How Evolution Explains High-Heeled Shoes

New research suggests wearing heels forces women to walk in a way that exaggerates their femininity.

Fashions in dress come and go, but a peculiar one has stayed in style for many generations, and shows no sign of fading away. It’s the high-heeled shoe, which first became a fashion statement in 16th-century France, and has been a part of the modern woman’s wardrobe since the mid-19th century.

Ask a woman why she endures the awkwardness and discomfort, and she’ll probably respond, “They make me look, and feel, more attractive.” Newly published research suggests this perception is accurate, but perhaps not for the reason you’d expect.

It’s not the artificially increased height that turns heads. Rather, it’s how such footwear changes the mechanics of a woman’s gait.

“High heels may exaggerate the sex-specific aspects of the female walk,” a University of Portsmouth research team led by psychologist Paul Morris reports in the journal Evolution and Human Behavior. While noting that preference in footwear is based in part on culture norms, they argue the enduring popularity of high-heeled shoes suggest their fundamental appeal stems from a deeper impulse.

To test whether walking in high heels increases one’s femininity and attractiveness, Morris and his colleagues conducted two experiments using a point-light display. Participants (15 men and 15 women) viewed dotted outlines of 12 women as they walked for a total of four minutes apiece—two minutes in high-heeled shoes, and two minutes wearing flats.

They were then asked to rate how attractive they found the figures.

“For all walkers, the attractiveness score was higher in the heels condition than in the flat condition,” the researchers report. Both males and females judged the women wearing high heels to be more attractive than those who wore flat shoes.
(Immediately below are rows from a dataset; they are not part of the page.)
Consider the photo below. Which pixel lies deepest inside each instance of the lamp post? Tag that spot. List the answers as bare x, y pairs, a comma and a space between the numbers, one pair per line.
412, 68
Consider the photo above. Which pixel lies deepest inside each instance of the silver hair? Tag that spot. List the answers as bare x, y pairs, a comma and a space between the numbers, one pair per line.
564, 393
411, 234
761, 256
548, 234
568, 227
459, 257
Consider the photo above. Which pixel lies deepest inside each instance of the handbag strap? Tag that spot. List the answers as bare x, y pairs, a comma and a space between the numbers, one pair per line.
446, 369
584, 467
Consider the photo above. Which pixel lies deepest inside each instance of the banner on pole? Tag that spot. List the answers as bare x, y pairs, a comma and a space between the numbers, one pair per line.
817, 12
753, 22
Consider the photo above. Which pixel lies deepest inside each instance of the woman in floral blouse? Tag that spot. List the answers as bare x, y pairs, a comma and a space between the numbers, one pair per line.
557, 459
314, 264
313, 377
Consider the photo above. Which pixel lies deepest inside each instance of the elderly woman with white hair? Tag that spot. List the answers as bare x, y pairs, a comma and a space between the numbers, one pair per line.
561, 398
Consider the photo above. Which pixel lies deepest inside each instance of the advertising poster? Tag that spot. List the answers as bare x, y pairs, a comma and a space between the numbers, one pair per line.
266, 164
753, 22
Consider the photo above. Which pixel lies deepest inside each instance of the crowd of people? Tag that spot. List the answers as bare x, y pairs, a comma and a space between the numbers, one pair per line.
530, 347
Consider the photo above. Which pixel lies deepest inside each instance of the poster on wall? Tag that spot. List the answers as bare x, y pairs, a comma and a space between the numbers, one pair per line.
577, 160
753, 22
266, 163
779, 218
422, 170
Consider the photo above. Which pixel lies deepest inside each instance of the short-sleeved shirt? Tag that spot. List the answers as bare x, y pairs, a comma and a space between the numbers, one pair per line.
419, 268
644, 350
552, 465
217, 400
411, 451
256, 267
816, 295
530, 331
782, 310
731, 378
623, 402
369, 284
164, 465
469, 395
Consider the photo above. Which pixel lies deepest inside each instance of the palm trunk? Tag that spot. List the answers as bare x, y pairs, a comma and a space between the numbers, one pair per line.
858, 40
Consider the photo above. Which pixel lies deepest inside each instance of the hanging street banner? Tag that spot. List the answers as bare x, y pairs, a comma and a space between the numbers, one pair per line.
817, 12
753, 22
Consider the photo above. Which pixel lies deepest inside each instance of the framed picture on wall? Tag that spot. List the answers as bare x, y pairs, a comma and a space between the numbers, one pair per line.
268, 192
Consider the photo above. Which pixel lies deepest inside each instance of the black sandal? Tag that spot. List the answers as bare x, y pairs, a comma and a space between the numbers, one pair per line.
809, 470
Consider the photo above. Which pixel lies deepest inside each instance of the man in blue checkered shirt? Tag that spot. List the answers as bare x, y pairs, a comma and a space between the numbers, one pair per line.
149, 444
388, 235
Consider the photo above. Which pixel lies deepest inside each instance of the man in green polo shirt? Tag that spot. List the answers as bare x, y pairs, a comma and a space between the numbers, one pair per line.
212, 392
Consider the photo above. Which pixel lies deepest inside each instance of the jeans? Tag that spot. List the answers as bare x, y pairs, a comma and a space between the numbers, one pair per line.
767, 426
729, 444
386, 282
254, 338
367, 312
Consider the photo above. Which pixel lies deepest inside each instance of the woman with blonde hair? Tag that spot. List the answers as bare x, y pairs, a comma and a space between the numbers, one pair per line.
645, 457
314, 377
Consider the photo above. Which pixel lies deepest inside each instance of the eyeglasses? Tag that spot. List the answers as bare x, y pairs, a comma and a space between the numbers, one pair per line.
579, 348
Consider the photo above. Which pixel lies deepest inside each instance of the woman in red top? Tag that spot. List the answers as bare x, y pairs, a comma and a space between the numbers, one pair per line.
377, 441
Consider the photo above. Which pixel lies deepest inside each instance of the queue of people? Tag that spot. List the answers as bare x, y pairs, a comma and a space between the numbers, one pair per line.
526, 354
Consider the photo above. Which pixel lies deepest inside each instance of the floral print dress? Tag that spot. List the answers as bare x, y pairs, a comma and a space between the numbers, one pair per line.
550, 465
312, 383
In the second experiment, 120 participants (82 women and 38 men) watched the same dotted-outline footage and were asked to judge whether each of the models was male or female. (As noted earlier, all were, in fact, women.) While wearing flats, 28 percent of the women were incorrectly classified as men; among wearing heels, that number went down to 17 percent.

Why? The researchers report that, while wearing high-heeled shoes, the women “walked in a fashion more characteristic of female gait.” Specifically, “walkers in high heels took smaller, more frequent steps,” and this reduction in the length of their stride was accompanied by “increased rotation and tilt of the hips.”

In other words, they argue, high heels exaggerate the differences in the ways men and women walk, making the wearer appear more feminine. This stimulates “sexual arousal in males,” as well as increased attentiveness on the part of women who are scoping out potential competitors for male attention.

This can happen on either a conscious or an unconscious level, but this evidence suggests the dynamic is real, and transcends fashion fads.

Morris and his colleagues conclude that a woman walking in high heels is a “supernormal stimulus”—that is, an enhanced version of a stimulus found in nature. Previous research has suggested junk food can be seen the same way, in that it stimulates our natural craving for sugar, salt and fats by offering them in exaggerated concentrations.

So to sum up: High heels have a lot in common with Ho Hos. We may view them with ambivalence or concern, but in spite of ourselves, we feel the primal pull they exert. And we’re not likely to break our addiction any time soon.